International Conference, House of European History, Brussels,
Thursday-Friday, 16-17 May 2019
Call for Papers
Organizers: Wolfram Kaiser (University of Portsmouth) and Anette H. Storeide (NTNU Trondheim) in cooperation with the House of European History, Brussels
In times of growing political polarisation, the past seems to be more contested than ever even in apparently cohesive nation-states. With its problem-solving capacity, democratic quality and political legitimacy increasingly questioned, the European Union has become another battlefield for history and memory. On this battlefield a variety of institutions, networks and individuals promote their versions of the past as more shared or divided, to highlight common experiences or to tell stories about special paths. In Europe, the politics of history focuses especially on the continent’s experience during the twentieth century, the two world wars, the Holocaust and the continent’s division during the Cold War until 1989.
This conference explores attempts to trace, narrate and represent common elements of Europe’s historical experience during the twentieth century as shared history. Actors involved in such processes of narration and representation include political institutions at the European, national or sub-national levels, loosely organized networks, educational and commemorative institutions like memorial-sites, cultural institutions like museums or individual narrative entrepreneurs like historians with a strong media presence. Their strategies may be motivated by pragmatic reasons such as growing numbers of European visitors in national museums, for example, or they could be driven by ideational or ideological objectives such as shaping a new narrative of shared history as a foundational myth of European union or committed to the idea of learning from the past for the future.
This conference seeks to locate the search for and advocacy of, narratives and representations of twentieth century European history as shared history between two dominant narrative paradigms, the singularity of the Holocaust and the totalitarian paradigm. The singularity narrative highlights the European dimension of the destruction of European Jewry as a key focal point which has sometimes been propagated as a suitable foundation myth of European union especially since the 1990s. In contrast, the totalitarian paradigm emphasizes similarities of dictatorial regimes and their systems of rule and oppression occasionally creating a narrative of victimhood - a view that has been propagated especially forcefully by mnemonic entrepreneurs from East-Central Europe, who have highlighted the experience of suffering under Stalinism and communism until 1989.
For this conference we are inviting proposals for papers on contemporary actors and narratives of a shared European past which relate to these two paradigms. Papers can deal with any field from politics to academia, education, the media and a variety of cultural institutions. However, we expect all papers to address, in a structured manner, both the actors who produce narratives, and the narratives themselves, both to strengthen comparative perspectives and to facilitate a possible later publication in the form of an edited book or special issue.

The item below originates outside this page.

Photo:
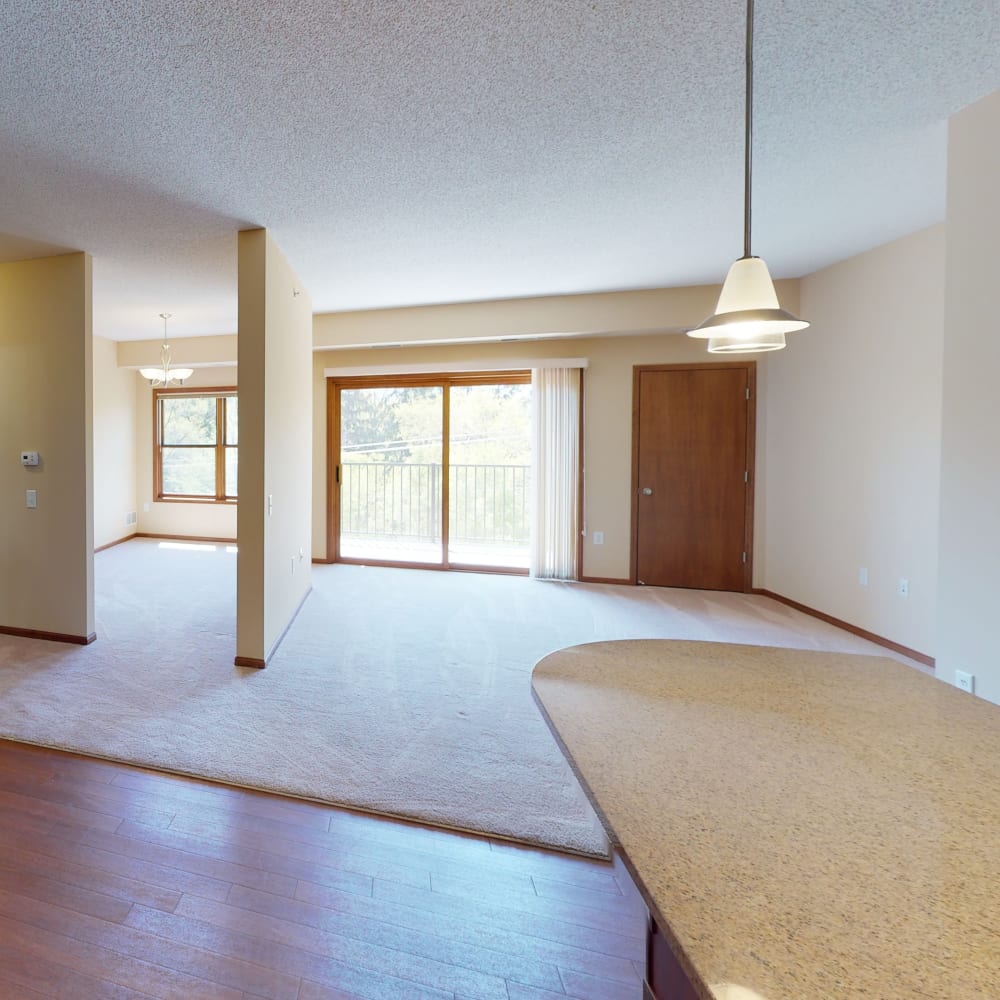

Interested researchers should submit their paper proposal in one Word document with two elements, one abstract of no more than 300 words about the paper with information on its focus, key arguments and research basis, and one short biographical abstract with information on the author and his/her institutional affiliation and relevant ongoing research projects and/or publications. Proposals have to be submitted to both organisers, Wolfram Kaiser (Wolfram.Kaiser@online.de) and Anette H. Storeide (anette.homlong.storeide@ntnu.no), no later than 5 January 2019. The successful applicants will be notified no later than 20 January 2019.
We can cover travel costs up to a maximum of 300 Euros and accommodation in Brussels for one night (16-17 May 2019). Our host in Brussels, the House of European History, will provide coffee, lunch and dinner for all paper-givers. It will also offer a guided tour for the paper-givers of its own museum narrative of Europe’s twentieth century history as shared history as part of the conference programme.